Over the years, despite the genres being put against each other in the public sphere, both have been infused to deliver a unique Jamaican Carnival experience.

According to Kamal Bankay, co-chairman of Carnival in Jamaica, patrons who travel to Jamaica for Carnival, come for an experience that includes the integration of aspects of the dancehall culture.

"Tourists from all over the Caribbean and the rest of the world, come to Jamaica because they want a unique Jamaican carnival experience that they cannot get elsewhere. I think what people need to understand is that the Jamaican carnival product is very unique. It's not like the Trinidad Carnival product - where its 100 per cent soca. At carnival in Jamaica, we play Caribbean soca music, but we also incorporate our homegrown music," he said.
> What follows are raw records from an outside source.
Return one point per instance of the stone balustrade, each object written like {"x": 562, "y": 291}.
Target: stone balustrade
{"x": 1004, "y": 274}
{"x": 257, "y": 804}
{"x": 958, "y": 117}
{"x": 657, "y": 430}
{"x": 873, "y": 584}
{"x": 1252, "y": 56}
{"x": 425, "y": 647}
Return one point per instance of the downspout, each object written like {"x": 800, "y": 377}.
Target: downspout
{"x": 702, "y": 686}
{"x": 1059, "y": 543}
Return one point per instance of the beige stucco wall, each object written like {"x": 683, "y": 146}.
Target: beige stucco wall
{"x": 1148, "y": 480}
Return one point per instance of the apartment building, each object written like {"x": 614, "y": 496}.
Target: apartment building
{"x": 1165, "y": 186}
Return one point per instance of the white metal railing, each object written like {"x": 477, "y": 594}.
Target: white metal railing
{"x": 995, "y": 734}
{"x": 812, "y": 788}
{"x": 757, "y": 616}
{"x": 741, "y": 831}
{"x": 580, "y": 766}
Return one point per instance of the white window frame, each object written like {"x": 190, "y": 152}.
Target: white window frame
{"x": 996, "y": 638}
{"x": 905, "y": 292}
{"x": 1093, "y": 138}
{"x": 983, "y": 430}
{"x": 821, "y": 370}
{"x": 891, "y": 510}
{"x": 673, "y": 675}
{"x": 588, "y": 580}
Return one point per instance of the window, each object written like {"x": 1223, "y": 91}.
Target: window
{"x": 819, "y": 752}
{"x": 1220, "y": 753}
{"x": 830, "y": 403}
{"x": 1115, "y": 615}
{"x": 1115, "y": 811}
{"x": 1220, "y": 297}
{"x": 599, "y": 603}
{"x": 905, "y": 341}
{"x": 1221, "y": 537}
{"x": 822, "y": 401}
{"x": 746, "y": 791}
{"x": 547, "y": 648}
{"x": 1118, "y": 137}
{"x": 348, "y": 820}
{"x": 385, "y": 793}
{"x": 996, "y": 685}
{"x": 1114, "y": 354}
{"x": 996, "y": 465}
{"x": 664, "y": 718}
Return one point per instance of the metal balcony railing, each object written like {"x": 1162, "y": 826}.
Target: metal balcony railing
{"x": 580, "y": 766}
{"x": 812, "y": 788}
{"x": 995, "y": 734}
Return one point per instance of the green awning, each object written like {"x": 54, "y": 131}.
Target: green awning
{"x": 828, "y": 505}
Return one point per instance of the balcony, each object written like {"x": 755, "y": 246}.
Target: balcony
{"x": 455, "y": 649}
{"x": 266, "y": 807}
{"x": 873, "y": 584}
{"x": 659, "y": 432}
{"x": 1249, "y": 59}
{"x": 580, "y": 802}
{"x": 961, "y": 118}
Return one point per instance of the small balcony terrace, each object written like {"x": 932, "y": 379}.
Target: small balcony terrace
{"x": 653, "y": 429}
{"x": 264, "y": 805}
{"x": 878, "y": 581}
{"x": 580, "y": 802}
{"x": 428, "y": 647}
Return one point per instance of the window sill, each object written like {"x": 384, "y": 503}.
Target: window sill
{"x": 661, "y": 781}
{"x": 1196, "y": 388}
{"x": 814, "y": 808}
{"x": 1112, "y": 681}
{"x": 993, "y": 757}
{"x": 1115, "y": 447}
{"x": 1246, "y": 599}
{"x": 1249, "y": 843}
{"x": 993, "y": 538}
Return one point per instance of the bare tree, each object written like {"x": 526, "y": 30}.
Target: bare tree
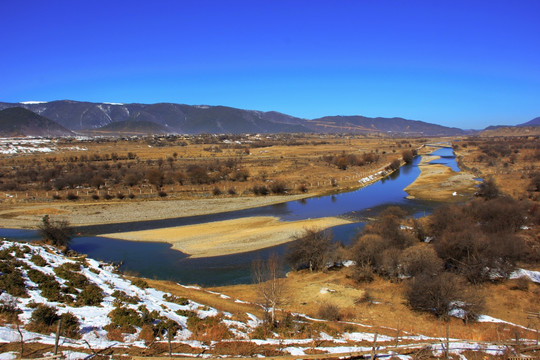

He continued, "The last road parade that we did, we had some of the biggest dancehall stars on the road with us - partying side by side with the biggest soca stars. We had Aidonia, Beenie Man, Ding Dong, Shenseea etc and we also had traditional dancehall selectors on the road with us as well. I know for Xodus in particular, we definitely encourage our selectors to play local music, and mix it up and give people that unique experience they can't get anywhere else. What better way to do that than to include the best music in the world - reggae/dancehall?"

Bankay explained that with the growth of Carnival in Jamaica over the last few years, fusing both genres is the best thing to happen to Jamaica. He said that the growth of Carnival has caused more people to get involved as Carnival doesn't just cater to a niche market anymore, and so the experience has to be adjusted to ensure everyone is satisfied.

For Xaymaca co-director Kandi King, dancehall has always been infused in Carnival in Jamaica. This year, her band is paying tribute to the culture with a section dubbed 'Dancehall Queen'. The introduction of the section during the band's launch earlier this month, sparked debates surrounding just how much dancehall should be included in the soca parade.

She explained that while Carnival is a soca event, dancehall is always given its fair share of highlight at the parade.

"We want people to have a good time and incorporating dancehall is one way we ensure that. We have never been one to put the genres against each other because they really work hand in hand. We want to be able to mix things up and cater to everyone on the road, and at our events. This industry is built on unity, so we do not support the whole soca vs dancehall argument."

Popular radio disc jock, Zj Sparks, explained that over the years, the divide between soca and dancehall has decreased, because promoters are taking into consideration the wishes of their patrons. Like Bankay, she explained that persons who come to carnival in Jamaica, are coming for a unique experience they cannot have anywhere else in the world.

"For the record, dancehall was always infused in carnival here. Byron Lee saw to that. He was the one who brought Carnival to the masses. Throughout the years, we have seen diversity in the carnival product here. Carnival is about fun, revelling and as such, when dancehall is played, the patrons want to hear the fun and whining dancehall songs. The purists will want 100 per cent soca, but for the most part, Soca revellers will accept some dancehall as long as it doesn't take over the party. It is about balance and remembering the essence of Carnival."